A entrega da declaração de IRS pode parecer concluída após a submissão, mas, em alguns casos, o processo não termina aí e pode surgir uma notificação que levanta dúvidas e alguma preocupação, sobretudo quando o contribuinte aguardava apenas o reembolso.
De acordo com o Ekonomista, uma dessas situações ocorre quando são detetadas divergências entre os dados declarados e a informação que a Autoridade Tributária tem registada, o que pode atrasar ou mesmo bloquear o avanço do processo.
Segundo a mesma fonte, estas situações não são necessariamente graves, embora exijam atenção, já que podem impedir a liquidação do imposto e, consequentemente, suspender o reembolso até que tudo fique esclarecido.
O que está por trás destas divergências
As divergências surgem quando os valores indicados na declaração não coincidem com os dados comunicados à Autoridade Tributária por entidades como empregadores, bancos ou outros organismos, o que cria um desfasamento que o sistema identifica automaticamente.
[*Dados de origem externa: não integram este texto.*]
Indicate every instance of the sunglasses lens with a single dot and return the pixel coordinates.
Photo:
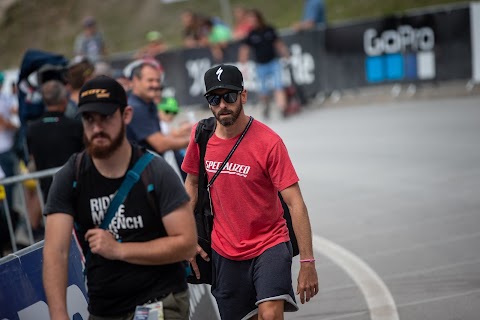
(230, 97)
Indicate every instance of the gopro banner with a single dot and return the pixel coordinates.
(21, 289)
(22, 296)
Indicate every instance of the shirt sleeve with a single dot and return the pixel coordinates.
(60, 195)
(191, 161)
(280, 167)
(171, 193)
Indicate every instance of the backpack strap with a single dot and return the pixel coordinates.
(133, 175)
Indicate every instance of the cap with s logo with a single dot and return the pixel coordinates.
(103, 95)
(223, 77)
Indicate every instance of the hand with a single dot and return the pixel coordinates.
(103, 243)
(193, 262)
(307, 282)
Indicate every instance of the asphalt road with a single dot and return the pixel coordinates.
(397, 186)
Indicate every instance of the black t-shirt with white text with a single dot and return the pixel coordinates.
(116, 287)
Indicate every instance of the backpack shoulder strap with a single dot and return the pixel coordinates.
(203, 132)
(133, 175)
(205, 127)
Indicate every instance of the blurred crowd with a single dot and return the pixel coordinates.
(39, 125)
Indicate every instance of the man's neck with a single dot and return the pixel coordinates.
(233, 130)
(116, 165)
Na prática, isso significa que aquilo que foi declarado não corresponde ao que consta nos registos oficiais, embora, em muitos casos, esta diferença resulte de erros simples ou de informação comunicada de forma incorreta por terceiros. sPor isso, e apesar de gerar alarme, uma divergência não implica necessariamente fraude, sendo frequentemente apenas um problema de inconsistência de dados.
Situações mais comuns que levam a alertas
Entre as causas mais frequentes estão diferenças nos rendimentos declarados, sobretudo quando o valor indicado não corresponde ao que foi comunicado pela entidade empregadora, o que acontece com mais frequência do que se possa imaginar.
Também podem surgir divergências quando existem rendimentos não declarados, como rendas, juros ou mais-valias, ou ainda quando há operações, como a venda de imóveis, que não foram corretamente incluídas na declaração.
Além disso, as deduções à coleta podem gerar inconsistências quando os valores apresentados não coincidem com os dados enviados pelos prestadores de serviços, o que leva o sistema a sinalizar a situação.
Em alguns casos, tudo se resume a um erro de preenchimento, como um número introduzido incorretamente ou uma casa decimal deslocada, o que, apesar de simples, pode desencadear todo o processo.
Como saber se tem uma divergência
A notificação pode chegar por carta, caso esse meio esteja ativo, mas também pode ser consultada diretamente no Portal das Finanças, razão pela qual é aconselhável acompanhar regularmente o estado da declaração.
Assim, e mesmo sem receber qualquer aviso físico, o contribuinte deve aceder ao portal e verificar se existem divergências associadas ao processo, já que nem sempre a comunicação é imediata. No portal, existe uma área específica onde é possível consultar o detalhe da irregularidade, incluindo a sua origem, o período a que diz respeito e as opções disponíveis para resolução.
O que fazer e quais são as opções
Depois de notificado, o contribuinte dispõe de um prazo de 15 dias para agir, sendo que pode optar por justificar a declaração original, caso considere que está correta, ou por submeter uma nova versão corrigida. Se entender que a informação está correta, deverá apresentar uma justificação acompanhada de documentos comprovativos, enquanto, se identificar um erro, deverá corrigir a declaração através da opção disponível no portal.
Em ambos os casos, todo o processo pode ser tratado online, embora, em situações mais complexas, possa ser útil recorrer a um serviço de finanças para esclarecer dúvidas.
Reembolso fica em espera até resolver
Enquanto a divergência não for resolvida, o processo de liquidação fica suspenso e, por isso, o reembolso não é emitido, o que pode atrasar significativamente o recebimento do valor esperado.
Além disso, se for necessário corrigir a declaração, o valor inicialmente calculado pode sofrer alterações, podendo resultar num montante diferente, quer para mais quer para menos. Por essa razão, é aconselhável simular novamente a declaração antes de submeter qualquer alteração, de forma a evitar surpresas.
Penalizações dependem do tempo e do impacto
A eventual aplicação de coimas depende do momento em que a situação é regularizada e do impacto que a correção tem nas contas finais, sendo que existem cenários distintos.
Se a correção for feita dentro do prazo de 15 dias, não há lugar a penalização, mas, se for feita fora desse período e resultar em mais imposto a pagar, poderá haver coima. Já nos casos em que não existe prejuízo para o Estado, a penalização pode ser reduzida ou até inexistente, o que depende da avaliação da Autoridade Tributária.
No final, e apesar de poder parecer um processo complexo, as divergências no IRS são, na maioria dos casos, resolvidas com alguns passos simples, desde que haja atenção aos prazos e aos detalhes que fazem toda a diferença, de acordo com o Ekonomista.